Home Region Sport Schweiz/Ausland Rubriken Agenda
Schmerikon
21.06.2023
23.06.2023 18:47 Uhr

30 Tage Knast für Sonnenbrillenklau

Bild: Linth24
Ein abgewiesener Asylbewerber klaut in Schmerikon eine Sonnenbrille und erlebt die volle Härte des Schweizer Rechtsstaates.

Es geschah Ende Mai dieses Jahr in Schmerikon und im Zentrum steht ein 27-jähriger Marokkaner, den wir hier «Amir» nennen. Amir war bereits Mitte April der Staatsanwaltschaft Kreuzlingen aufgefallen, weil er sich unberechtigterweise in der Schweiz aufhielt und weil er etwas «Geringfügiges» gestohlen hatte – was dieses «etwas» ist, steht nicht in den vorliegenden Unterlagen.

Aus den Akten geht klar hervor, dass das Asylgesuch von Amir abgewiesen war.

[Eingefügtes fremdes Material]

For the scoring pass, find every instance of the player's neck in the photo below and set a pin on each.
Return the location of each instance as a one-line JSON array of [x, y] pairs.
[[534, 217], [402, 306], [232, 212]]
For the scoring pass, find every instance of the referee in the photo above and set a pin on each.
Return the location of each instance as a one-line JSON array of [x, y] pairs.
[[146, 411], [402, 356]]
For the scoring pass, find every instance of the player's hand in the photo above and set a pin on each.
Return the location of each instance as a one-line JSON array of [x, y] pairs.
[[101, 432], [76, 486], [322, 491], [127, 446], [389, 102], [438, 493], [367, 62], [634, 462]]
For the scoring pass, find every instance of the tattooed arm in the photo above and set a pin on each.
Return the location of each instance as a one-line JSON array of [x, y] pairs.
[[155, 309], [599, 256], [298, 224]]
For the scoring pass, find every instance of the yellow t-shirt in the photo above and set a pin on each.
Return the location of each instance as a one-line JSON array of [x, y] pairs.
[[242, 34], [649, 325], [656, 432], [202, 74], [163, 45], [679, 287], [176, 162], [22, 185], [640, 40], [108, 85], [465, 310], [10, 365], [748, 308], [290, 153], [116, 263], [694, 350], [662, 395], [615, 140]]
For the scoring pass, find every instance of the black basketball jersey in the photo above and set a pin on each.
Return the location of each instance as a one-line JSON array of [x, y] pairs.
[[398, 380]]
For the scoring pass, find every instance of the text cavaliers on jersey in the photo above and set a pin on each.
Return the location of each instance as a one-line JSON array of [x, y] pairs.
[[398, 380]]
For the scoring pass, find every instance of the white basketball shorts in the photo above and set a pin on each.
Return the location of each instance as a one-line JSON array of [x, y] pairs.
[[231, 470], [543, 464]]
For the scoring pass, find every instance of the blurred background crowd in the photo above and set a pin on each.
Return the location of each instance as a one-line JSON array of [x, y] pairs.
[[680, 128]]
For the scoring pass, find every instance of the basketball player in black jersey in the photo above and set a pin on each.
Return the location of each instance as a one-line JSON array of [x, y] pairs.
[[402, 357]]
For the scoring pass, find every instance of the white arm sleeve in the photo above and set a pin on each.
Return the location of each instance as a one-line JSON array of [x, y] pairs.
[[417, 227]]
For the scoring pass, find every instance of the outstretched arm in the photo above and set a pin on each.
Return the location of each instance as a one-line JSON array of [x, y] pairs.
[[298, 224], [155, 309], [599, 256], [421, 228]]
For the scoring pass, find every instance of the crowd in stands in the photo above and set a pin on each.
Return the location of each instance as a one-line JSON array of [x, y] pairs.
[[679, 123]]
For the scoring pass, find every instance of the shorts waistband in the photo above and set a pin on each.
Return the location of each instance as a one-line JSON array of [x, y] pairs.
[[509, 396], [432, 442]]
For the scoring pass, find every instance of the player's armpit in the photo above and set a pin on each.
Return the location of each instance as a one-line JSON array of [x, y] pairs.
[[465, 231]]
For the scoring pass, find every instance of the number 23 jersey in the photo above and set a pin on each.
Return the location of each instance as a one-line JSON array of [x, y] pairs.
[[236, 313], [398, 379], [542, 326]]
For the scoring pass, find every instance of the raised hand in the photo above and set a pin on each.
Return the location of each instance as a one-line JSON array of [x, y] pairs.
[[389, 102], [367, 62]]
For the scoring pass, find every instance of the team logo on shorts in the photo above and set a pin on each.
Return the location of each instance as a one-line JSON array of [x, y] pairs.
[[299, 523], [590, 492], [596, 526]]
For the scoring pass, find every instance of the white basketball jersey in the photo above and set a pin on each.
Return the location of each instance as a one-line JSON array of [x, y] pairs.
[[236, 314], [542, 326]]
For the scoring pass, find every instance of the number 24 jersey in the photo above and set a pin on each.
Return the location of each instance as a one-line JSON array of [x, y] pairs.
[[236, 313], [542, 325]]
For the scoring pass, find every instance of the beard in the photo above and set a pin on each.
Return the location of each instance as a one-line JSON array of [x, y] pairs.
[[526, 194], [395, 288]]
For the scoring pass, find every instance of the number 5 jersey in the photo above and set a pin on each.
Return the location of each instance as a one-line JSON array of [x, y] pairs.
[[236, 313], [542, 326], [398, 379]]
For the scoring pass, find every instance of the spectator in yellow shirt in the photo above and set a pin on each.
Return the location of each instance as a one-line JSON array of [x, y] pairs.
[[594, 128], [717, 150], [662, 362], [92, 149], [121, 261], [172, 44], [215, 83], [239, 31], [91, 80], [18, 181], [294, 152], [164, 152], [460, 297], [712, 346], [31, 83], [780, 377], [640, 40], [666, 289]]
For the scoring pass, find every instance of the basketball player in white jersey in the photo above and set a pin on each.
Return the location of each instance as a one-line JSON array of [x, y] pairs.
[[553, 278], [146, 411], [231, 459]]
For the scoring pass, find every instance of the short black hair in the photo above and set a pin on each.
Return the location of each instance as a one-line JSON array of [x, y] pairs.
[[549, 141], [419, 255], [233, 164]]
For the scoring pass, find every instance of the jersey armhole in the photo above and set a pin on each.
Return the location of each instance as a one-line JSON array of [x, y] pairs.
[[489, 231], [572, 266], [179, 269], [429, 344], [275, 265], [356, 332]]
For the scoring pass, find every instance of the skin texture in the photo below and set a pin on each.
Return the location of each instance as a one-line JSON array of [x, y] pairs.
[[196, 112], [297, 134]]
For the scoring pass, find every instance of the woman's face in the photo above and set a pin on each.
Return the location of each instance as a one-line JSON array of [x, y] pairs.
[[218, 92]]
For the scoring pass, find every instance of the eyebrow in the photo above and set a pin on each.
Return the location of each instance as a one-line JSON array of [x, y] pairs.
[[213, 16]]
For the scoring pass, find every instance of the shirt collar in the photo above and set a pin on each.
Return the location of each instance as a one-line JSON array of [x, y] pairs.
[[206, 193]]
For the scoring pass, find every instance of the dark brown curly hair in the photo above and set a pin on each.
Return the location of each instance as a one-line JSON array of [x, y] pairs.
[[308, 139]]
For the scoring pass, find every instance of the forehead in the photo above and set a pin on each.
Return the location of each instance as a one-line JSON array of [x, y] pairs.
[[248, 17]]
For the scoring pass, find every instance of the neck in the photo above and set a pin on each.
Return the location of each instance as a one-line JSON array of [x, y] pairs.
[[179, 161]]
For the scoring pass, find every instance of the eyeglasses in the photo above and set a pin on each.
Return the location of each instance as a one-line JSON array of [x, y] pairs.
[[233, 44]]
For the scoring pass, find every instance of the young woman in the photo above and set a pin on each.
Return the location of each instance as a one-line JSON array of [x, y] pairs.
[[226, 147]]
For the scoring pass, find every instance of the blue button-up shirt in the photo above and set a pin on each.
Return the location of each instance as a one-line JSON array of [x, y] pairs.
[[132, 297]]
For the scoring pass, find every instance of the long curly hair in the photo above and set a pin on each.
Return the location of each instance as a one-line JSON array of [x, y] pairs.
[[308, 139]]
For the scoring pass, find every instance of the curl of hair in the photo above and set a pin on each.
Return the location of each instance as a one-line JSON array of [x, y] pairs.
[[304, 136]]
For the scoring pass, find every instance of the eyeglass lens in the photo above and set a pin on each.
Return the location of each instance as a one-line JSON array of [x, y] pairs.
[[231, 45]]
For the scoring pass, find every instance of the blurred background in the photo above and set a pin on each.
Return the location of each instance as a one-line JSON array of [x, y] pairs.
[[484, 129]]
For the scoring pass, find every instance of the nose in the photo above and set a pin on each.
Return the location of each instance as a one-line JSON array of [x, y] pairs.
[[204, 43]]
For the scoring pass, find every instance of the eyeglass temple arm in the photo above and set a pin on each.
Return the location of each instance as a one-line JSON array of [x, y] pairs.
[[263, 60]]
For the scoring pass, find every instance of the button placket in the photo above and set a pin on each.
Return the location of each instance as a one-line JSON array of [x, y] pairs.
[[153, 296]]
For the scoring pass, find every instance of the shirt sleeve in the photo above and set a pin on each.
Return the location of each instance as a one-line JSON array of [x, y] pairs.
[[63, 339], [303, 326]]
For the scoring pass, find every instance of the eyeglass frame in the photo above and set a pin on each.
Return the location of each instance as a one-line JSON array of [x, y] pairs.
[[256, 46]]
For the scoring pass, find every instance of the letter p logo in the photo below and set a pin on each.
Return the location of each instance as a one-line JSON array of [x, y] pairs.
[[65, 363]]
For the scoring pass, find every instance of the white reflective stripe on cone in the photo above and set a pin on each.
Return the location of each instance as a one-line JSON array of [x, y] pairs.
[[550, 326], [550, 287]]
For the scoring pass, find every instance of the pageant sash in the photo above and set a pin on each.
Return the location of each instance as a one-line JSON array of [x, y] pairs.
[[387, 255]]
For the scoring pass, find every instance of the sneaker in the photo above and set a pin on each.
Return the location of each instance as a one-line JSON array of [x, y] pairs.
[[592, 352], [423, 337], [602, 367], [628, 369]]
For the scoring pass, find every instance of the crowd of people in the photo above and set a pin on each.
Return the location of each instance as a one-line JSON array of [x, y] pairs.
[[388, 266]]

Trotzdem war er an jenem Maiabend in Schmerikon, obwohl er eigentlich im Bundesasylzentrum in Kreuzlingen wohnt.

Bekifft eine Sonnenbrille geklaut

So gegen 17 Uhr rauchte Amir etwas, was er nicht rauchen durfte: Marihuana mittels eines «Joints», wie die Staatsanwaltschat Uznach feststellte. Ein paar Stunden später, genauer gesagt um «ca. 4:15» – also tief in der Nacht – schlendert Amir durch Schmerikon. Dort entdeckt er einen schönen, unverschlossenen Audi S3 Quattro und darin eine Sonnenbrille im Wert von 150 Franken.

Der Mann klaute die Brille, so würde man es umgangssprachlich sagen. Der Staatsanwalt beschreibt es im Strafbefehl viel eleganter und schon fast poetisch: «Anschliessend entfernte er sich unter Mitnahme des Deliktgutes, in der Absicht, de Sonnenbrille dem Geschädigten dauernd zu enteignen und nicht mehr zurückzugeben, um sich die Sonnenbrille zumindest vorübergehend zuzueignen.»

Der Staatsanwalt schliesst messerscharf: «Der Beschuldigte handelte mit dem Ziel, sich wirtschaftlich besser zu stellen, worauf er kein Anrecht hatte.»

«Stopp Polizei» ignoriert

Nun, machen wir umgangssprachlich weiter. Amir und seine Sonnenbrille fielen zwei Polizisten auf. Wir nennen sie hier «Wäckerli» und «Schuppli». Dem Gefreiten und dem Wachtmeister, die in ihrem Dienstwagen unterwegs waren, kam der Amir verdächtig vor. Sie wollten ihn anhalten, doch Amir gab Fersengeld und rannte über die Geleise in Richtung Uznach und Schrebergärten. Auch ein mehrfach gerufenes «Stopp Polizei» konnten den – hier im doppelten Sinn genannten – Flüchtling nicht aufhalten.

Nach einer Weile gab der Gefreite Schuppli die Verfolgung auf. Doch die Freiheit von Amir endete um 6:15 Uhr ebenfalls in Schmerikon, wo er immer noch herumirrte.

Noch am selben Tag, am 31.Mai 2023, verfügte der leitende Staatsanwalt in Uznach einen Strafbefehl, der an Härte schwer zu überbieten ist. Ausser Landesverweisung ist alles darin enthalten, was man sich so vorstellen kann.

30 Tage Gefängnis

Für den Diebstahl der 150 Franken Brille wurde Amir zu einer unbedingten Gefängnisstrafe von 30 Tagen verurteilt. Das Gefängnis sei die richtige Massnahme, «um den Beschuldigten von der Begehung weiterer Verbrechen oder Vergehen abzuhalten», wie es im Strafbefehl heisst und, weil eine Geldstrafe keinen Sinn macht: «Der Beschuldigte ist abgewiesener Asylsuchender und hat weder Einkommen noch Vermögen.» Es sei mir «an Sicherheit grenzender Wahrscheinlichkeit» davon auszugehen, dass Amir keine Busse zahlen könne.

Trotzdem wird er zur Kasse gebeten. Wegen «Hinderung einer Amtshandlung», also seiner Flucht, wird er mit einer Geldstrafe von 300 Franken bestraft. Das Rauchen des Joints führt zu einer Busse von 100 Franken. Zusammen mit den Gebühren von 350 Franken und «besonderen Auslagen» von 300 Franken, macht das einen Gesamtbetrag von 1'050 Franken, die Amir der Staatskasse schuldet.

Wie er das bezahlen soll und wie die Zukunft von Amir nach dem Gefängnis aussieht, steht nicht im Strafbefehl des St.Galler Staatsanwalts.